On UD, with the request;

pattern {
V[upos=VERB];
V -[nsubj]-> S;
V -[obj]-> O;
}


and with the clustering key V#S#O, we can observe the occurrences of the 6 possible orders SVO, SOV… on UD_Latin-Perseus.

#### Example: positions of copula and adposition sharing the same head

pattern {
H [];
COP [upos=AUX]; H -[cop]-> COP;
ADP [upos=ADP]; H -[case|mark]-> ADP;
}


on UD_French-GSD with the clustering key H#COP#ADP.

• With the clustering key N1 -> N2, the occurrences are clustered according to the relation from N1 to N2; a cluster named __none__ gathers the cases when there is no relation from N1 to N2. If there is more than one such relations, another cluster __multi__ is added. Note that with dependency syntax, the cluster __multi__ will never appear, but it can appear in other context like enhanced UD or semantic graphs.

• With the clustering key N1 <-> N2, the occurrences are clustered according to the relation between N1 and N2 (whatever the direction); if the direction is from N2 to N1, the relation name is prefixed with minus sign like -nsubj or -mark:rel. A cluster named __none__ gathers the cases when there is no relation between N1 and N2. If there is more than one such relations, another cluster __multi__ is added.

### Annotation of a bigram DET NOUN

With a clutering key N2 -> N1 and the pattern:

pattern { N1 [upos=DET]; N2 [upos=NOUN]; N1 < N2 }


we can observe how the bigram is annotated: on UD_German-GSD.

#### Annotation of a bigram NOUN NOUN

With a clutering key N1 <-> N2 and the pattern:

pattern { N1 [upos=NOUN]; N2 [upos=NOUN]; N1 < N2 }


we can observe how the bigram NOUN-NOUN is annotated: in UD_English-GUM or in UD_Chinese-GSD.

## Clustering with a sub-request (whether)

A whether sub-request contains a list of clauses (as in pattern, without or with constructions).
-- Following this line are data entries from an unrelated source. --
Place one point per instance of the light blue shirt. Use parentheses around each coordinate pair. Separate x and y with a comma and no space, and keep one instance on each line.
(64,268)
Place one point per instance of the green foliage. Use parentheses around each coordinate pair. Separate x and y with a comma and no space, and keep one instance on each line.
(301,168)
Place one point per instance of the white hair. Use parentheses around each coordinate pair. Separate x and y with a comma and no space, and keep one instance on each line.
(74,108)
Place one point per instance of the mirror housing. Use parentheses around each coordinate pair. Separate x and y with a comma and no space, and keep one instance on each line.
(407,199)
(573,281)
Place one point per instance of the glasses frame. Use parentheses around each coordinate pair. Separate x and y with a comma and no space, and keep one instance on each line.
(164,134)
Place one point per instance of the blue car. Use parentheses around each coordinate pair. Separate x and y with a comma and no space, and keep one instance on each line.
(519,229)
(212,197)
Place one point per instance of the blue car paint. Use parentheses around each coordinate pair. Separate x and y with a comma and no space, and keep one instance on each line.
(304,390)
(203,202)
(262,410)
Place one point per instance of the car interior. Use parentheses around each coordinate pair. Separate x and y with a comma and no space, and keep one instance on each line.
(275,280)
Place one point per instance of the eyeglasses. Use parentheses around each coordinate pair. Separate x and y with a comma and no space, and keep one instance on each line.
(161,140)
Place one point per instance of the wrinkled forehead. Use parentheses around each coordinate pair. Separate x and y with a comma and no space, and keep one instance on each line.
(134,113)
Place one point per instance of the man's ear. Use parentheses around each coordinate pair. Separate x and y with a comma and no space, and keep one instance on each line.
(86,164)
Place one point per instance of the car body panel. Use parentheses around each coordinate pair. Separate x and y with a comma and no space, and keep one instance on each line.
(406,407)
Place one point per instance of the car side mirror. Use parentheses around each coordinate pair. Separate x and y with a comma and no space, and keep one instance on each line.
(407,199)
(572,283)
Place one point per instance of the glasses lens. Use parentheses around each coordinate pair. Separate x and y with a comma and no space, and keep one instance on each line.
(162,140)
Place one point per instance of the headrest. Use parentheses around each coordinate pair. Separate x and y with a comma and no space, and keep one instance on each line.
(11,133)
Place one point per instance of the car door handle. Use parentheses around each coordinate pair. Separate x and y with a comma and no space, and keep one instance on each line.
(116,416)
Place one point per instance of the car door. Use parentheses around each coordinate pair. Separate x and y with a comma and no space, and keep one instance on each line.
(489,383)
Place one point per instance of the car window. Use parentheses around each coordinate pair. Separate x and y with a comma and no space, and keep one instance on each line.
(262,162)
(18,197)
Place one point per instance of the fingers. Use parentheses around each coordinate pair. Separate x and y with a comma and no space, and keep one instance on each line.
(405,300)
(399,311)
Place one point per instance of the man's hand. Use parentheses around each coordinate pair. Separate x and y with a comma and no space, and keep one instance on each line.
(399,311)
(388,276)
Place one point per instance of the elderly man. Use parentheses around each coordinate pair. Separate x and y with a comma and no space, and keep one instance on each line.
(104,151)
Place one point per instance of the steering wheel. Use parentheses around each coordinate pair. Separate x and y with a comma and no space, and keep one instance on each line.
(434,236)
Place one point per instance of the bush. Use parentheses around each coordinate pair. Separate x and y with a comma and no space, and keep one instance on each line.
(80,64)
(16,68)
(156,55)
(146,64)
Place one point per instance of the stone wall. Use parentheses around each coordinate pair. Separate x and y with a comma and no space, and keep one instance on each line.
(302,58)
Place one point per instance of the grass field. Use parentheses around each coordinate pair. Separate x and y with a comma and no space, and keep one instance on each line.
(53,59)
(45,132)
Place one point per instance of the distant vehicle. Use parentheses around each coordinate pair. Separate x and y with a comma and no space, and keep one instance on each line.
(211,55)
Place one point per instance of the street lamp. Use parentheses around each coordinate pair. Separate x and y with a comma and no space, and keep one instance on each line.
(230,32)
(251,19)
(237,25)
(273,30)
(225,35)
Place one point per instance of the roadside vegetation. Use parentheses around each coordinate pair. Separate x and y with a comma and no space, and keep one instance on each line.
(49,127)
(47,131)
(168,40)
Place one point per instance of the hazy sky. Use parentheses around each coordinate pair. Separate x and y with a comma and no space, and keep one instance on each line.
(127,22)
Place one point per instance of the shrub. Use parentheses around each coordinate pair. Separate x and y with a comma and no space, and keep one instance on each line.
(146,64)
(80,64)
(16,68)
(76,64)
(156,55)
The set of occurrences is split in two subsets:

• one tagged No corresponds to the subset of occurrences where the whether sub-request cannot not be fulfilled (the whether is interpreted like a without)
• one tagged Yes is the complementary of the No subset and so, corresponds to the occurrences where the sub-request can be matched (the whether is interpreted like a with)

Note that no curly brackets are needed in the whether text area (see examples below).

### Examples

• Is advcl left-headed in UD_Hungarian-Szeged?
• In UD_English-GUM, how often the relation expl appear with or without an nsubj relation with the same head?
• In UD_French-GSD, there are 627 left-headed nsubj (or subtypes):
• How often is it in an interrogative sentences?
• How often is it in an relative clause?
• How often is there an expletive subject?